Un virus sans vaccin ni traitement spécifique approuvé
La souche Bundibugyo est l’une des espèces les moins connues du virus Ebola. Contrairement aux épidémies précédentes liées au virus Zaïre, pour lequel des vaccins efficaces existent (rVSV-ZEBOV et Ad26.ZEBOV/MVA-BN-Filo), il n’existe à ce jour aucun vaccin ni traitement spécifiquement approuvé contre Bundibugyo. L’Institut Pasteur de Paris et plusieurs partenaires internationaux travaillent en urgence sur des candidats vaccins à usage compassionnel, mais leur disponibilité à grande échelle reste incertaine pour les prochains mois.

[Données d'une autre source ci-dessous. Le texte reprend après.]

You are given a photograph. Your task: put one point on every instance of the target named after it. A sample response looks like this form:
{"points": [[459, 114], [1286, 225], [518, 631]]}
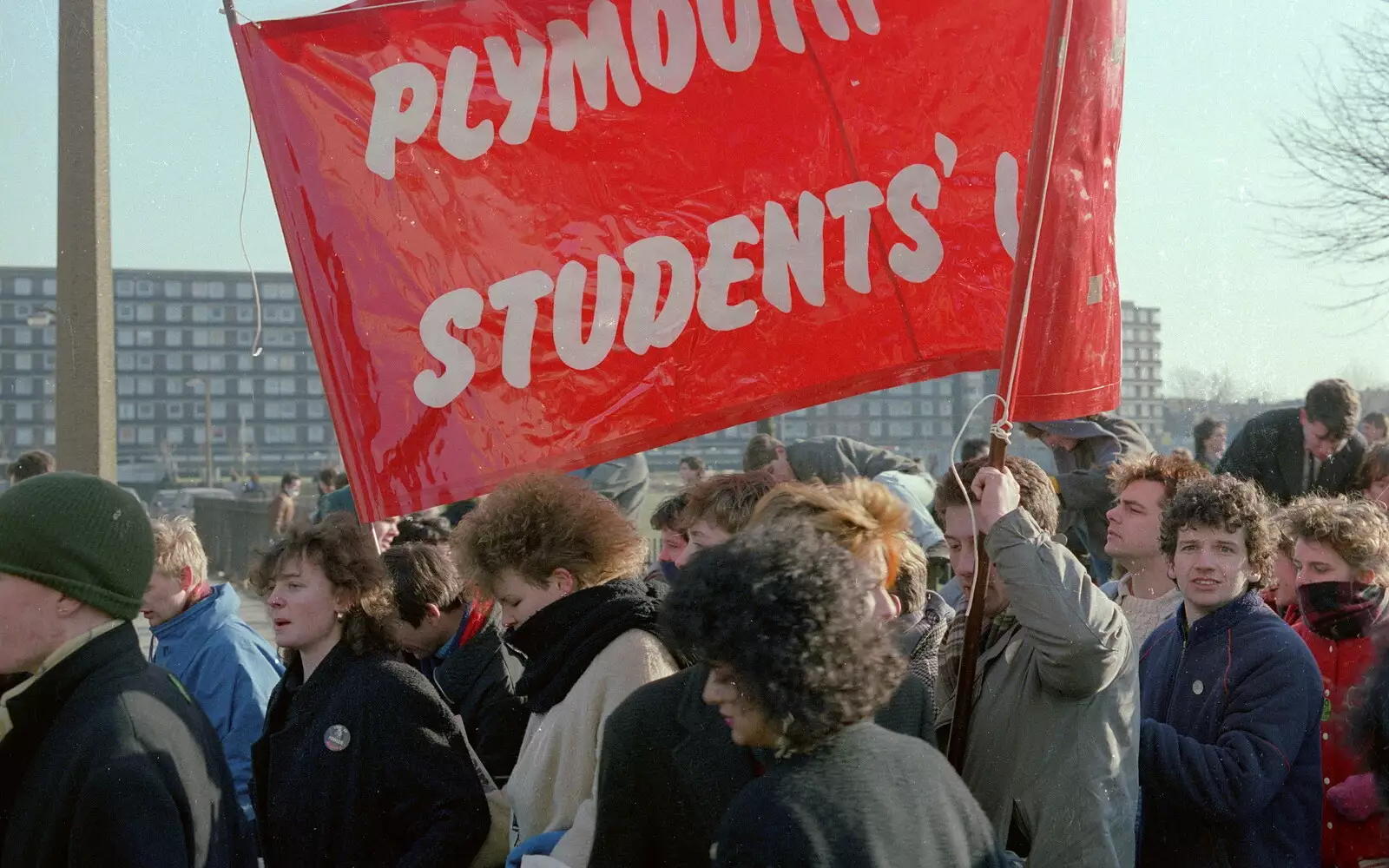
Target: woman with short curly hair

L’insécurité complique la riposte
En Ituri, province à l’épicentre de l’épidémie côté congolais, les équipes de riposte font face à une double menace : la propagation du virus et les activités des groupes armés des CODECO et ADF qui perturbent les opérations de traçage des contacts et de sépultures sécurisées. Plusieurs pays ont fermé leurs frontières avec la RDC, une mesure jugée contre-productive par l’OMS. Le Dr Tedros Adhanom Ghébréyesus a appelé à un financement d’urgence de 150 millions de dollars pour soutenir la riposte.